SSM-PixNav: State Space Models for Pixel-Guided Embodied Navigation

TMLR Paper7914 Authors

13 Mar 2026 (modified: 23 May 2026)Decision pending for TMLREveryoneRevisionsBibTeXCC BY 4.0
Abstract: While navigating a robot towards a specific object or image, how do we ensure it focuses on the correct location we are referring to? Object goal navigation, image goal navigation, goal instance navigation and pixel navigation are popular approaches to solve the problem. In this work, we focus on pixel navigation as it solves the problem more precisely by providing the agent with additional pixel-level guidance. Prior work has largely relied on RGB input; as a result, the policy lacks explicit geometric awareness, which can be important when visually similar regions differ in navigability.

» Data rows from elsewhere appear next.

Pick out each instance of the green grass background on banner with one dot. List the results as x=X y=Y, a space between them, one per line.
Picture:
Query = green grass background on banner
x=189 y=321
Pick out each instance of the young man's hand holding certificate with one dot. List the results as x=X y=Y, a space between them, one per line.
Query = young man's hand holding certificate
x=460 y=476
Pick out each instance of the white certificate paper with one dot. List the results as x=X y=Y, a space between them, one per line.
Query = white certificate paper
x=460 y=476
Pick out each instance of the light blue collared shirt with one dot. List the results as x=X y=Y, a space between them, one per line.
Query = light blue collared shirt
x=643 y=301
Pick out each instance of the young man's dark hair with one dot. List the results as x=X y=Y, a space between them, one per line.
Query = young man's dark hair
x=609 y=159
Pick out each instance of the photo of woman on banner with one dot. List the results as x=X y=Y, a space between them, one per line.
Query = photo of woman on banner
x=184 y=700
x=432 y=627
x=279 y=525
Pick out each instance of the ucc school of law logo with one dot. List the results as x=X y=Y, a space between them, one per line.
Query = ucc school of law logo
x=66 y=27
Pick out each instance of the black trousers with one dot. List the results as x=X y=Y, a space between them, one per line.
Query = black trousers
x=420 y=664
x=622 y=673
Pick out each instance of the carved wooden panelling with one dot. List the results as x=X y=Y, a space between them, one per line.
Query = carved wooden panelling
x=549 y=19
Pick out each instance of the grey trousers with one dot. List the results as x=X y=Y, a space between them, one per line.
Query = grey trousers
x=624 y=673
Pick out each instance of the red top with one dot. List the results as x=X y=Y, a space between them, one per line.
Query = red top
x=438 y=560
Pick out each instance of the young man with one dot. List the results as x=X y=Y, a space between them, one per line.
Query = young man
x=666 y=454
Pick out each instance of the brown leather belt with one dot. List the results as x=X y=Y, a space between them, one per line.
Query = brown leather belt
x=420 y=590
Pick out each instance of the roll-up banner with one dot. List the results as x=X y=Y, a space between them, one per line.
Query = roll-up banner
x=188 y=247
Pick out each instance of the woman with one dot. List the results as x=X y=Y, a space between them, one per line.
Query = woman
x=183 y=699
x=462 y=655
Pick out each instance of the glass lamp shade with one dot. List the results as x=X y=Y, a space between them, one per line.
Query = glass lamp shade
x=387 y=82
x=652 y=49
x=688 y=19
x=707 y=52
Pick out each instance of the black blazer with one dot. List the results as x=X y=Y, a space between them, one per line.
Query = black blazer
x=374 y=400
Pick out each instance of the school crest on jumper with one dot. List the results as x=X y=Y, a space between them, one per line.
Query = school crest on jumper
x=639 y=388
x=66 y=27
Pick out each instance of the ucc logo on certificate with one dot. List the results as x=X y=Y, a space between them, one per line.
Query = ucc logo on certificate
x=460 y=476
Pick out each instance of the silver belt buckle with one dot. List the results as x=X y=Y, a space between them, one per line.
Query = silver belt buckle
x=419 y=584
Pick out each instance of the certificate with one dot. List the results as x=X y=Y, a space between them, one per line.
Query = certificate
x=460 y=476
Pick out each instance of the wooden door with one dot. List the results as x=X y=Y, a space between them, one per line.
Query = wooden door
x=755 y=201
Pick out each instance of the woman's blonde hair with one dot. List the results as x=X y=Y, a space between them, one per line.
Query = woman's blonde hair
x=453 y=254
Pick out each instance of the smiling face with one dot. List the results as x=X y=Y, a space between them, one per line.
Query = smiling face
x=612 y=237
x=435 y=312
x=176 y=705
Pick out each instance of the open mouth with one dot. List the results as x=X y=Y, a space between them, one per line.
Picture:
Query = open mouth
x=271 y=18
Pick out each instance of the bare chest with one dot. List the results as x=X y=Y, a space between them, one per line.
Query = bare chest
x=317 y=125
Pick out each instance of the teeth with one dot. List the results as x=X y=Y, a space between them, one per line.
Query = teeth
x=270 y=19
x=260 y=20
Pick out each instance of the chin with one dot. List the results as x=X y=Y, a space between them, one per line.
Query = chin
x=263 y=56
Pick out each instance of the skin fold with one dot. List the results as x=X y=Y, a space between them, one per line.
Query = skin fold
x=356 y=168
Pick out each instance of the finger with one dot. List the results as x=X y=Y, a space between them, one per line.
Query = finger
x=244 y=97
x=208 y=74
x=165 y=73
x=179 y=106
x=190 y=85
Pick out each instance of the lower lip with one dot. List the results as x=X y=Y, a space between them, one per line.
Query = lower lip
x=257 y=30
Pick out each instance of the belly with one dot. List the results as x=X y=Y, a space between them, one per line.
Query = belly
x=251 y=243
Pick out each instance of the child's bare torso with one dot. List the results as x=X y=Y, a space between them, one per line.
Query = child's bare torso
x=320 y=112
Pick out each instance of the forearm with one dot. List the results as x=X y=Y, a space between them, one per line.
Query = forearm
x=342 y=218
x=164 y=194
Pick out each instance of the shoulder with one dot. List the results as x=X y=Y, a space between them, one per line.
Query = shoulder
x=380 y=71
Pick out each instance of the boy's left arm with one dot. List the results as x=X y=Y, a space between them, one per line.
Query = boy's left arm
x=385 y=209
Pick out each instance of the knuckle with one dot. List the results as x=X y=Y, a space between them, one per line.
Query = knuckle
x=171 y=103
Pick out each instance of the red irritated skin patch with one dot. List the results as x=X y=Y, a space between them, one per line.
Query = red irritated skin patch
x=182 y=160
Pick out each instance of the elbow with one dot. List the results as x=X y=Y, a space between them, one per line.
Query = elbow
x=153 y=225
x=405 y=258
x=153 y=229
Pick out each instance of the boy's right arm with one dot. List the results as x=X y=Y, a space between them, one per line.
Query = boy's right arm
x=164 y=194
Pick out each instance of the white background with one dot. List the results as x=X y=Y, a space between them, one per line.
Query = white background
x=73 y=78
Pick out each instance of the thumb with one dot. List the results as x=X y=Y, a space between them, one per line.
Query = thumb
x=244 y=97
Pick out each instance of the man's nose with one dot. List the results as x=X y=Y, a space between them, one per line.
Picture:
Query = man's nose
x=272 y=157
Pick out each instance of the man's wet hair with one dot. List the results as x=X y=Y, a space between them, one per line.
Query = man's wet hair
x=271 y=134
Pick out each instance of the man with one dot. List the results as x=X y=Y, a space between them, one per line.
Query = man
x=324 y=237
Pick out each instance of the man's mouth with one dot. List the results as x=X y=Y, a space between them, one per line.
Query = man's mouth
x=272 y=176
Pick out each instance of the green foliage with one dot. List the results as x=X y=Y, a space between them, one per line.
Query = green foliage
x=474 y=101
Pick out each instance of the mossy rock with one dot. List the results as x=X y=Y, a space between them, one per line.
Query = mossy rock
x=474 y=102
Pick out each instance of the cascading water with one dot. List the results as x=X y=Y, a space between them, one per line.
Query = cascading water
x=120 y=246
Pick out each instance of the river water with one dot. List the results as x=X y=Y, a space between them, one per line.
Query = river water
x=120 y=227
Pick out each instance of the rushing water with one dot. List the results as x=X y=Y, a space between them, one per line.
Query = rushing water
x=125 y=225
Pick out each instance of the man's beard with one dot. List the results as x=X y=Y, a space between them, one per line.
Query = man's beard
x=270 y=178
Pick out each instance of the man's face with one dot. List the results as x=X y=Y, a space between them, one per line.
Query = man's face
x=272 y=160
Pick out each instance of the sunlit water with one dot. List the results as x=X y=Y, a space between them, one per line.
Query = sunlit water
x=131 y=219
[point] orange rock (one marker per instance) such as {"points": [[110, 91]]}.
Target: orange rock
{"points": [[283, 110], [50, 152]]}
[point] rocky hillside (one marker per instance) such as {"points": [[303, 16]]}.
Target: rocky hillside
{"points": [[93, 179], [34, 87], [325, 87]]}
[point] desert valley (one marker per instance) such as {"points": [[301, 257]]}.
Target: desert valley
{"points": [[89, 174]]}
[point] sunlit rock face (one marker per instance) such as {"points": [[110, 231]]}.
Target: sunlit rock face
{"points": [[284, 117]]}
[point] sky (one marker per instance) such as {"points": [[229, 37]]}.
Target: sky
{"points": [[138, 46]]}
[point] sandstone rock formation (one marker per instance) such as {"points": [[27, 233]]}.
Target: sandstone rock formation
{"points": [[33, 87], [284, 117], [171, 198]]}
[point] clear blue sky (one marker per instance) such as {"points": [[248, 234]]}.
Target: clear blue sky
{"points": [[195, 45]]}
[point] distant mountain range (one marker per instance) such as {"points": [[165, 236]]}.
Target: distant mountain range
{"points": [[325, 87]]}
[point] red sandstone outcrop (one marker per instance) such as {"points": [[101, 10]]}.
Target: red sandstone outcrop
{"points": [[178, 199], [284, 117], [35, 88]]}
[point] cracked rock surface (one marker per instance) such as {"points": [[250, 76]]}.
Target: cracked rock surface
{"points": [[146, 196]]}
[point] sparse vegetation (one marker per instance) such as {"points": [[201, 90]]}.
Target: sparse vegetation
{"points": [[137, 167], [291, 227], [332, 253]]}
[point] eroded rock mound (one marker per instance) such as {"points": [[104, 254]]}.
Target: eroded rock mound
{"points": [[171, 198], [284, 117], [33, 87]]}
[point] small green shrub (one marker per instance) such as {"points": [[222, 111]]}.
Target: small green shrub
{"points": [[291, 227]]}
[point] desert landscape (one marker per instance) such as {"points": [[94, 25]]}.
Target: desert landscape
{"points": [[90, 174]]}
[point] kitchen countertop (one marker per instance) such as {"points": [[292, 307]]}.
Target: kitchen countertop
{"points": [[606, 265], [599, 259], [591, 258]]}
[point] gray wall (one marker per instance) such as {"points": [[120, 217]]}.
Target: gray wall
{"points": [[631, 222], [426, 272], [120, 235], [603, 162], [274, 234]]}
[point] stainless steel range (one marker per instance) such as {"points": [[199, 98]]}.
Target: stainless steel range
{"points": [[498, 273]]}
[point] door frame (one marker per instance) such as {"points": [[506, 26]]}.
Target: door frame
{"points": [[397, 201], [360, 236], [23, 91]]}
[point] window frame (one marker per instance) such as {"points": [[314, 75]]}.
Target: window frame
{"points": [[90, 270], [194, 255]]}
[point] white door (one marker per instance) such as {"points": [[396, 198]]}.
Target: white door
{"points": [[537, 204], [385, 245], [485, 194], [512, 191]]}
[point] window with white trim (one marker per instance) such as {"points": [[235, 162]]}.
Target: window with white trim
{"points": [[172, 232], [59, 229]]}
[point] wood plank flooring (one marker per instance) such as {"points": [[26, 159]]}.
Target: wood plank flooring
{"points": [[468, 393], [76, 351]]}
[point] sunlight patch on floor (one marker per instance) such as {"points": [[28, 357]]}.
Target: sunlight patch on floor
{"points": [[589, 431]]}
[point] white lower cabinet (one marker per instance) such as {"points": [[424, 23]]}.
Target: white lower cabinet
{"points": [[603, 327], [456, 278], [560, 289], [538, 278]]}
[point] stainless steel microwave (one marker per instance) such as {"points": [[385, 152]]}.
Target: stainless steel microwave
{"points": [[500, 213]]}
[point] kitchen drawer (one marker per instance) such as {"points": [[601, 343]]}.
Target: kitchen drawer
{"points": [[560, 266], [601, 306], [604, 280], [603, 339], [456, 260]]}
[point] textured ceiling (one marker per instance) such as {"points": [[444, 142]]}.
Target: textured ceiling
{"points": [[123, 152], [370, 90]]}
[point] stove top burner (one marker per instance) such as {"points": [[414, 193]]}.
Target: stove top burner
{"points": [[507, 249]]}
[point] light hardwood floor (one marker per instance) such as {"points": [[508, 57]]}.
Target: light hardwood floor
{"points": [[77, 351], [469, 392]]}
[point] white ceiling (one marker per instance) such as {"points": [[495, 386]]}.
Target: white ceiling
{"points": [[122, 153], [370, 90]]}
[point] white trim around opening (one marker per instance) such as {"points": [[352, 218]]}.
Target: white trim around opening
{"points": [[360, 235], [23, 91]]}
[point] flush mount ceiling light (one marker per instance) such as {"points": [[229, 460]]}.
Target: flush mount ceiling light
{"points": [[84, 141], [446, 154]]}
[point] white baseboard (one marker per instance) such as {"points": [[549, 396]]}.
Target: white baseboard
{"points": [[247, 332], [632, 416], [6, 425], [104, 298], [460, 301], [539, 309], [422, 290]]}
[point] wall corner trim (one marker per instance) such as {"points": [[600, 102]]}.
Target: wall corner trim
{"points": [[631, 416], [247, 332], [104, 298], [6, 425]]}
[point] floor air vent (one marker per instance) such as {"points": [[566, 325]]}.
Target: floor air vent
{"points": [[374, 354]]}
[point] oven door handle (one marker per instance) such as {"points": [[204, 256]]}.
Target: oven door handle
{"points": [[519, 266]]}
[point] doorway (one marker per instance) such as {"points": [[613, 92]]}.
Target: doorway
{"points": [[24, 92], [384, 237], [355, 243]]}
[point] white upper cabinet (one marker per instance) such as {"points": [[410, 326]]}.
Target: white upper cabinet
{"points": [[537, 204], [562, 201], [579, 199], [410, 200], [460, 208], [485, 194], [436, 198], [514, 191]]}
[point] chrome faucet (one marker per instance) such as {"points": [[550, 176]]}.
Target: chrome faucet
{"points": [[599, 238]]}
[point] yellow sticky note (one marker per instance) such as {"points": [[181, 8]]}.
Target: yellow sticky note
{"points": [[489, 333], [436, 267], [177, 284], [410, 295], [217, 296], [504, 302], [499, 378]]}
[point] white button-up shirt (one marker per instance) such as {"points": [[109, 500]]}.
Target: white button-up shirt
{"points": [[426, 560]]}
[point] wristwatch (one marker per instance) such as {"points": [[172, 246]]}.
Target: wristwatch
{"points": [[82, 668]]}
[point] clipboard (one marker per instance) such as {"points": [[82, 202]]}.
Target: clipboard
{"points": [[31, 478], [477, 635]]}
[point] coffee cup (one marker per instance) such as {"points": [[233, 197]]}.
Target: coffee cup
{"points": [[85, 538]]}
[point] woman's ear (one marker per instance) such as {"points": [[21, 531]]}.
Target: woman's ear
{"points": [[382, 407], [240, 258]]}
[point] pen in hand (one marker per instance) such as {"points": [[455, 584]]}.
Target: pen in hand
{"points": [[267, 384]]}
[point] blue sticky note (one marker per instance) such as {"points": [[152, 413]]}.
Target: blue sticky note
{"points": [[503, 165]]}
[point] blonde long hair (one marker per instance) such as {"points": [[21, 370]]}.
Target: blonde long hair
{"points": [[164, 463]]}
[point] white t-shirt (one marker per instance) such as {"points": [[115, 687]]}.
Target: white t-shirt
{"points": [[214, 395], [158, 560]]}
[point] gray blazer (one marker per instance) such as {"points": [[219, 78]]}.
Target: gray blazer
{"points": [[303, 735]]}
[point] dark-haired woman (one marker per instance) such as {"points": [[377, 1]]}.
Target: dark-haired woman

Additionally, recent work leverages transformer-based architectures to model temporal dependencies in observations, thereby increasing computational cost. Another practical limitation is the absence of an open benchmark dataset to reproduce the baselines. Through this work, we address these limitations along three directions. First, we introduce an RGBD-PixNav policy, a transformer-based architecture that incorporates depth directly into the policy. Second, to improve temporal modelling while maintaining computational efficiency, we employ Mamba, a recent State Space Model (SSM) architecture that enables lightweight sequential scanning of the observations. Building on this, we develop Causal SSM-based navigation policies and introduce a depth gating mechanism to regulate the contribution of depth features during policy learning. Third, to facilitate reproducible evaluation and future research, we curate the PixNav Trajectories dataset using HM3D scenes in Habitat-sim. Through extensive experiments, we establish an RGB-only baseline and extend to a transformer-based RGBD model and SSM-based variants. Results show that the proposed Causal SSM-RGB PixNav and Causal SSM-RGBD PixNav with depth gate consistently outperform other policy variants, improving the success rate by $\approx$0.4 while reducing model size to just half, $\approx$27M parameters. The models also demonstrate robustness to observation noise and varying history length. Code and dataset will be publicly released.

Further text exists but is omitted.